18.052 new on WWW: Nameless Shakespeare; Rich Site Services

From: Humanist Discussion Group (by way of Willard McCarty willard.mccarty@kcl.ac.uk)
Date: Tue Jun 08 2004 - 04:55:22 EDT

Next message: Humanist Discussion Group (by way of Willard McCarty

                Humanist Discussion Group, Vol. 18, No. 52.
       Centre for Computing in the Humanities, King's College London
                   www.kcl.ac.uk/humanities/cch/humanist/
                        www.princeton.edu/humanist/
                     Submit to: humanist@princeton.edu

[1] From: Martin Mueller <martinmueller@northwestern.edu> (51)
Subject: A new digital Shakespeare from Northwestern University

[2] From: Gerry Mckiernan <gerrymck@IASTATE.EDU> (37)
Subject: Announcing: _RSS(sm): Rich Site Services_

--[1]------------------------------------------------------------------
         Date: Tue, 08 Jun 2004 09:47:22 +0100
         From: Martin Mueller <martinmueller@northwestern.edu>
         Subject: A new digital Shakespeare from Northwestern University

May I draw the attention of humanists everywhere to a new electronic
Shakespeare, which is accessible from the Northwestern University Library at
www.library.northwestern.edu/shakespeare.

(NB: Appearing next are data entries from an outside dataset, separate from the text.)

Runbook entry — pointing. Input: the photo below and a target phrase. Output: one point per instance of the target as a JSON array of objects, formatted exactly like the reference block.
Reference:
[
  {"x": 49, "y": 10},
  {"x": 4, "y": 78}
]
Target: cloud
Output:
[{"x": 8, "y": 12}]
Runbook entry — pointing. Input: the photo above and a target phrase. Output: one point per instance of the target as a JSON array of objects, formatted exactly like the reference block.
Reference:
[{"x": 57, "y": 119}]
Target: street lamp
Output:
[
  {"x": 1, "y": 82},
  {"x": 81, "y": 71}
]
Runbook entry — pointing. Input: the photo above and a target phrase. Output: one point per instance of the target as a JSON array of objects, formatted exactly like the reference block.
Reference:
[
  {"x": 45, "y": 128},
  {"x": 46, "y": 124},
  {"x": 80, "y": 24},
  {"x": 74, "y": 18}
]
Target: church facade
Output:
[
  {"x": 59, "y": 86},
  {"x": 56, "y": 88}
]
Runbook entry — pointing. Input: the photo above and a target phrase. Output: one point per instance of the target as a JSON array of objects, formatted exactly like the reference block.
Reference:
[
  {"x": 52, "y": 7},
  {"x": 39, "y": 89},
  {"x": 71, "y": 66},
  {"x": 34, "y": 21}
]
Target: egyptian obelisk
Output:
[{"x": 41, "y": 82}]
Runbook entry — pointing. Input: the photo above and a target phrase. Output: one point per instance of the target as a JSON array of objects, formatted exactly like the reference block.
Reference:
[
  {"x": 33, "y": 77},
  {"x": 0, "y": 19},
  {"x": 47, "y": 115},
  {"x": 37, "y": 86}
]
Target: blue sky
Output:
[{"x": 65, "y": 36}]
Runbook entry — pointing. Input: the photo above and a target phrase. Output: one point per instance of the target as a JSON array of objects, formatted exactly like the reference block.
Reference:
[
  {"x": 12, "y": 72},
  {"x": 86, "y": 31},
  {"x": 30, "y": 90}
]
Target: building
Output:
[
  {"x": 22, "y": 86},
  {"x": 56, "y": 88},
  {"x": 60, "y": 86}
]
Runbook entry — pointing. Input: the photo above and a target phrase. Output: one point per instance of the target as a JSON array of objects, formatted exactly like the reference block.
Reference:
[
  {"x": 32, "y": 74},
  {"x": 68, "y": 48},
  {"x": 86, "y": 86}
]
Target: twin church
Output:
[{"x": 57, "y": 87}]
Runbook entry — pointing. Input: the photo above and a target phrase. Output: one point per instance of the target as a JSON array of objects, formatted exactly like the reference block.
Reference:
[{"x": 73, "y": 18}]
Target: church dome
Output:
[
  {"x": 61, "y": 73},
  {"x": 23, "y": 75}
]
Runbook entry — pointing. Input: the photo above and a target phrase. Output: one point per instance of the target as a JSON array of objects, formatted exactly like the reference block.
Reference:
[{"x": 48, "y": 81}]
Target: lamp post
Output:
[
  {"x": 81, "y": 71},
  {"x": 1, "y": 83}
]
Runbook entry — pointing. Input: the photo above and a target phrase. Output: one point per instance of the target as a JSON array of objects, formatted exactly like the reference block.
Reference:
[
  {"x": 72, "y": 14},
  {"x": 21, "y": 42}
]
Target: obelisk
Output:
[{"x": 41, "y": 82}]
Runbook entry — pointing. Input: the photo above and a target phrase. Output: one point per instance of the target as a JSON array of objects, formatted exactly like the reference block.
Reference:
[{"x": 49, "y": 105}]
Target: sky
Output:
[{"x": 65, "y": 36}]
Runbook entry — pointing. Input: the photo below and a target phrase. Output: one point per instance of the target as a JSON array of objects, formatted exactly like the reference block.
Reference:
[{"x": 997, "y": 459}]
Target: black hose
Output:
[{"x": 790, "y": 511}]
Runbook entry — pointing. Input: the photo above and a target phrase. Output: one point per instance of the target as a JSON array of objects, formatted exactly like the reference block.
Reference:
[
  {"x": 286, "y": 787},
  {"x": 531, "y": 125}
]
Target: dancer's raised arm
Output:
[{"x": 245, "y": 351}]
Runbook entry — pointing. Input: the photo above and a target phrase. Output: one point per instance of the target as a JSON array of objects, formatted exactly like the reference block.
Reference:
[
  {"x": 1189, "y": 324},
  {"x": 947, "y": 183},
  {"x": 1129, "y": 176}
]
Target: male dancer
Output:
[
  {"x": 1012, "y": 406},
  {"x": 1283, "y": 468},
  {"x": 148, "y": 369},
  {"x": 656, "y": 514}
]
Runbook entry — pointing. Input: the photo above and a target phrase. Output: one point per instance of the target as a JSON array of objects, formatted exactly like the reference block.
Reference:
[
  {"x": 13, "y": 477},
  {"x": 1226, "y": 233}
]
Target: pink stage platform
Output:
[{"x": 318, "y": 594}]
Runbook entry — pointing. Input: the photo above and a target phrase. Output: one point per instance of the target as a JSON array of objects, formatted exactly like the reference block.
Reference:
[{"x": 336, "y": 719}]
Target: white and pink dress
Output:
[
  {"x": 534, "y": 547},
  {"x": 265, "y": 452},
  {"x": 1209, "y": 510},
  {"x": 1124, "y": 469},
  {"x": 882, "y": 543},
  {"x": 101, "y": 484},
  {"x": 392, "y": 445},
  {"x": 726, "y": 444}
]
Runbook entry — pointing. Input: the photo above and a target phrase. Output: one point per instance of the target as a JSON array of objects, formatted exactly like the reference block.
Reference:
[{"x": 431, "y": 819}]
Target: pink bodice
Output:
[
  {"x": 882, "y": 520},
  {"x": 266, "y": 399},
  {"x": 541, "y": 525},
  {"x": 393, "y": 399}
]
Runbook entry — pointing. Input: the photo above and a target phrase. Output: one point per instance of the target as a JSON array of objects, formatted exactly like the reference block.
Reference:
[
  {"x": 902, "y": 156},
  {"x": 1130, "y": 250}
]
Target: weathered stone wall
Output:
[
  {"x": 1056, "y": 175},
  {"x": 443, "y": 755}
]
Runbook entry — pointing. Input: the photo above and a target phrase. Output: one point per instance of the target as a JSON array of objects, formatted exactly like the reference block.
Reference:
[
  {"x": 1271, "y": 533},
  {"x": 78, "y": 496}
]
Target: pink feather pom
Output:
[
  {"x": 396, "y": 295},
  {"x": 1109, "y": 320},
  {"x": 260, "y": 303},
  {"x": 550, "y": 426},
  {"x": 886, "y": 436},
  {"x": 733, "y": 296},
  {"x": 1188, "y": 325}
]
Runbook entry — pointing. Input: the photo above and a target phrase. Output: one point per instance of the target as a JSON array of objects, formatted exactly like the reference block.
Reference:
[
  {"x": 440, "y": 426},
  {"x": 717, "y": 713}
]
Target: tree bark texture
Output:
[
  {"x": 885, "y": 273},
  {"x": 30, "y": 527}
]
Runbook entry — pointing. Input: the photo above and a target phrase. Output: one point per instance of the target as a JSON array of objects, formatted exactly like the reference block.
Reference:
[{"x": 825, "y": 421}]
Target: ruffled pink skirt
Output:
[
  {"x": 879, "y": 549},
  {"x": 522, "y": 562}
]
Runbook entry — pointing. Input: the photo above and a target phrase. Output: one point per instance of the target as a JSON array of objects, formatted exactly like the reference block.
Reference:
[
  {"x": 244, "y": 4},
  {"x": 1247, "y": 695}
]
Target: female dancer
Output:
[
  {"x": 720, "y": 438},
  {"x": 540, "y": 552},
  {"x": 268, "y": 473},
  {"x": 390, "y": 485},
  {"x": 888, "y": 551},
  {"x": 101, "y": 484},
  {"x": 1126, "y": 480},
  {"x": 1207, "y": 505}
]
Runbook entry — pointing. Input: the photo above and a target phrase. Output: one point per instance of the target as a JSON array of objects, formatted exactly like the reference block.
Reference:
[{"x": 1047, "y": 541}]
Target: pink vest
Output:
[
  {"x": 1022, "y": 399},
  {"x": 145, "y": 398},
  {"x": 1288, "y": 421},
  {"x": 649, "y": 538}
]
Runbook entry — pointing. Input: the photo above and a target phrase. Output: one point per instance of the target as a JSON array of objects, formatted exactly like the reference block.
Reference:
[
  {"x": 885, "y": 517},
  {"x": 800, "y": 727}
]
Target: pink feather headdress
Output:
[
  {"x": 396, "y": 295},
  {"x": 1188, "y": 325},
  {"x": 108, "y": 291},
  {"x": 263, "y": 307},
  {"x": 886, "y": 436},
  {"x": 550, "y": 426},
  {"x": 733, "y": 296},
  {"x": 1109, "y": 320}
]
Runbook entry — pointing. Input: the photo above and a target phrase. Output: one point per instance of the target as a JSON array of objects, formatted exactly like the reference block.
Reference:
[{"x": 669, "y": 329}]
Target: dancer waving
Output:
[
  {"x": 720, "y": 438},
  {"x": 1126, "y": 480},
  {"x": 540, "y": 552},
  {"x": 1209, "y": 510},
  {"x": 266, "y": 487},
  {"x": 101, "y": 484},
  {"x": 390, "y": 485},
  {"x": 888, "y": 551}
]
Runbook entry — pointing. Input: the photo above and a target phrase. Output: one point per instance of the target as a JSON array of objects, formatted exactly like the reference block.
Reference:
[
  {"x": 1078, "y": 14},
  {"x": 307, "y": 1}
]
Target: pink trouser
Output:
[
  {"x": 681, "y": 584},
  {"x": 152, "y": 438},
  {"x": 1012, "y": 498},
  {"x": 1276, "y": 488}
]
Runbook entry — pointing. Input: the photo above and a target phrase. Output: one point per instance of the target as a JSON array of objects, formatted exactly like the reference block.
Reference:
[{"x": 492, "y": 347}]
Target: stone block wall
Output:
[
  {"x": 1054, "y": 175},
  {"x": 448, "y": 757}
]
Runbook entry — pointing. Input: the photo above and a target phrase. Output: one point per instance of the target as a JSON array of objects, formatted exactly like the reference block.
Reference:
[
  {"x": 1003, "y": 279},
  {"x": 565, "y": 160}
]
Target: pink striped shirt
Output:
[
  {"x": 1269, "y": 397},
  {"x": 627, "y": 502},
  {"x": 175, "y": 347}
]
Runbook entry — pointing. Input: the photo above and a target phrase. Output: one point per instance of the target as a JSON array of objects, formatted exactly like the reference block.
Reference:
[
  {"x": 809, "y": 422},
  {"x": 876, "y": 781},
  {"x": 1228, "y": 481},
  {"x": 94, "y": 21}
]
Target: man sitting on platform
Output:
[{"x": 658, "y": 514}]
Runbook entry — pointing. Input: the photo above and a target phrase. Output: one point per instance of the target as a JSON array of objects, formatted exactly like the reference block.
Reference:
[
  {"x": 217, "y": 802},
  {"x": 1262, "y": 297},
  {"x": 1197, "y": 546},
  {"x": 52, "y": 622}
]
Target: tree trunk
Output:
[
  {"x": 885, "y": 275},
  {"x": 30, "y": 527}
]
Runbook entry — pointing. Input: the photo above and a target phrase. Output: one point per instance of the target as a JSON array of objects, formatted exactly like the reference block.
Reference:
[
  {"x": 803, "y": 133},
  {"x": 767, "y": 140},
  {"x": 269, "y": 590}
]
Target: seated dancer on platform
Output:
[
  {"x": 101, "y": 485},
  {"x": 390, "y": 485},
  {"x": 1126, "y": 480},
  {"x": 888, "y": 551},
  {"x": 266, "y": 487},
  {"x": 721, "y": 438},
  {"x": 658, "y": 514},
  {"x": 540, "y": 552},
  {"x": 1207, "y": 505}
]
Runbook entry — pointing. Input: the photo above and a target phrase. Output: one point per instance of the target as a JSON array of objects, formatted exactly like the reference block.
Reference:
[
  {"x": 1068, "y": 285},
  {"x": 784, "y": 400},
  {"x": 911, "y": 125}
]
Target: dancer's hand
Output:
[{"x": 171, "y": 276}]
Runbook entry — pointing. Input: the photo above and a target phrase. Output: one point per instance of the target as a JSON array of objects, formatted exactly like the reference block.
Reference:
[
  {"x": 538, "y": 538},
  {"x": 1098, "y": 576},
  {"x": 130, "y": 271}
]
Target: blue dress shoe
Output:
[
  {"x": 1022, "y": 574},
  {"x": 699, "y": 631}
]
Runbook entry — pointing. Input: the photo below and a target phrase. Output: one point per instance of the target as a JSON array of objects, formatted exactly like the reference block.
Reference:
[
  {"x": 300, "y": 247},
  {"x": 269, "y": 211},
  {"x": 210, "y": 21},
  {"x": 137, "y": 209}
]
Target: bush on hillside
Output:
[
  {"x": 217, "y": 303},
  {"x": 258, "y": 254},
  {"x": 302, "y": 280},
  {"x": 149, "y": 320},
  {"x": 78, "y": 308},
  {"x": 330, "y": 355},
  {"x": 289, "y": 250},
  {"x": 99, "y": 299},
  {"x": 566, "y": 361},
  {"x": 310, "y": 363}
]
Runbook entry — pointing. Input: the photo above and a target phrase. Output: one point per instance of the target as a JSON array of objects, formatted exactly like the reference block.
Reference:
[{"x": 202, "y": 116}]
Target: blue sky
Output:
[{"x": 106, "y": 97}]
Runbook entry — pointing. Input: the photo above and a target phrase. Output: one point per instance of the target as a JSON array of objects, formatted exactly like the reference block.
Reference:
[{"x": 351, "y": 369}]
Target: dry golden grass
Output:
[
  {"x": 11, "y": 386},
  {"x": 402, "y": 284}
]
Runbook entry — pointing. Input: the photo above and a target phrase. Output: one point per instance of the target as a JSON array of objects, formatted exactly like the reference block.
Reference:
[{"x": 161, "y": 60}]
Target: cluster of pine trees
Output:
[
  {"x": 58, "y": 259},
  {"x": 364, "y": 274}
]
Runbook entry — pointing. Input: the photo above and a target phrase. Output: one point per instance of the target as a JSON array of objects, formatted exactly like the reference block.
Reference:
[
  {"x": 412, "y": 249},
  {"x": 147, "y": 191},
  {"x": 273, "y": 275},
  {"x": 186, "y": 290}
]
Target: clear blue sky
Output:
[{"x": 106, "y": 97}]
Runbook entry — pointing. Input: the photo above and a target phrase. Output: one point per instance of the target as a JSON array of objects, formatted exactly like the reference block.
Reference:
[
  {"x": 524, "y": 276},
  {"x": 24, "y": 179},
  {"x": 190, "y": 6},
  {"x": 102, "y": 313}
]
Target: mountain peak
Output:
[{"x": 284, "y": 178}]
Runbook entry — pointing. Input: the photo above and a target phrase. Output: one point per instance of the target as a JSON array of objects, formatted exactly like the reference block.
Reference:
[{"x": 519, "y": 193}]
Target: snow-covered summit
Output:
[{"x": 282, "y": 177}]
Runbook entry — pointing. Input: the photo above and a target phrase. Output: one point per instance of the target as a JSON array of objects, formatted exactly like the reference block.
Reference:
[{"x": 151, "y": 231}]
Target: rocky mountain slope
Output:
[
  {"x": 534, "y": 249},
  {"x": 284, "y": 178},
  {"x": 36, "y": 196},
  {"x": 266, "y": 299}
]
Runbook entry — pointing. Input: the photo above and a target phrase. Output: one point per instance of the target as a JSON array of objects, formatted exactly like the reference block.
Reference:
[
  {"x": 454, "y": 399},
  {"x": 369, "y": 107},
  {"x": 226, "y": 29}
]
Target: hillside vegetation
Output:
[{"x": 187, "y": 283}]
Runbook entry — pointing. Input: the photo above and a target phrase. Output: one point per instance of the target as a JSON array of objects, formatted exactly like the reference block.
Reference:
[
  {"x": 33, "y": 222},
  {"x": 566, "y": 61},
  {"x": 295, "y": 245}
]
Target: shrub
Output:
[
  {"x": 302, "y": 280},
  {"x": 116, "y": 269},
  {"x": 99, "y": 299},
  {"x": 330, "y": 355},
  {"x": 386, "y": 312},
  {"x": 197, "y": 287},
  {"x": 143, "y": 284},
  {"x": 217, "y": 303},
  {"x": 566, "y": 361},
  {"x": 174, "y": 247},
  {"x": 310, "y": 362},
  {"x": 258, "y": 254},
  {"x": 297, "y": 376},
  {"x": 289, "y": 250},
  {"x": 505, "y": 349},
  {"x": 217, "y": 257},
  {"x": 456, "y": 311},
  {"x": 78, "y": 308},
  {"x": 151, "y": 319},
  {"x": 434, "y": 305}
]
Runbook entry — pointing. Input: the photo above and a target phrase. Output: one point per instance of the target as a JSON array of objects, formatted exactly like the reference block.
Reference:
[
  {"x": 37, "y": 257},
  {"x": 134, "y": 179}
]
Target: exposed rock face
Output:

The Nameless Shakespeare, as it is provisionally called, is the product of
collaboration between the Perseus Project at Tufts University and
Northwestern faculty and staff in Academic Technologies and the
Library. The project is very much a work in progress and will become part
of WordHoard, a larger project at Northwestern, which has received funding
from the Mellon Foundation.

The aim of the Nameless Shakespeare is to create a freely available text
that fully supports the query potential of the digital surrogate.
The text is derived from a scanned version of the Globe Shakespeare but has
been thoroughly revised to create a text that is standardized in its
spelling but reflects as closely as possible the prosodic and morphological
properties of the folio or quarto copy texts. The text is tagged in a
TEI-conformant manner, and in addition to its own citation scheme it
carries references to the Hinman TLN numbers. It is fully lemmatized and
has been parsed with the CLAWS part-of-speech tagger developed at Lancaster
University and used for the British National Corpus. In the course of this
summer we will add a level of semantic tagging to this text, using the USAS
tagger developed by Lancaster University.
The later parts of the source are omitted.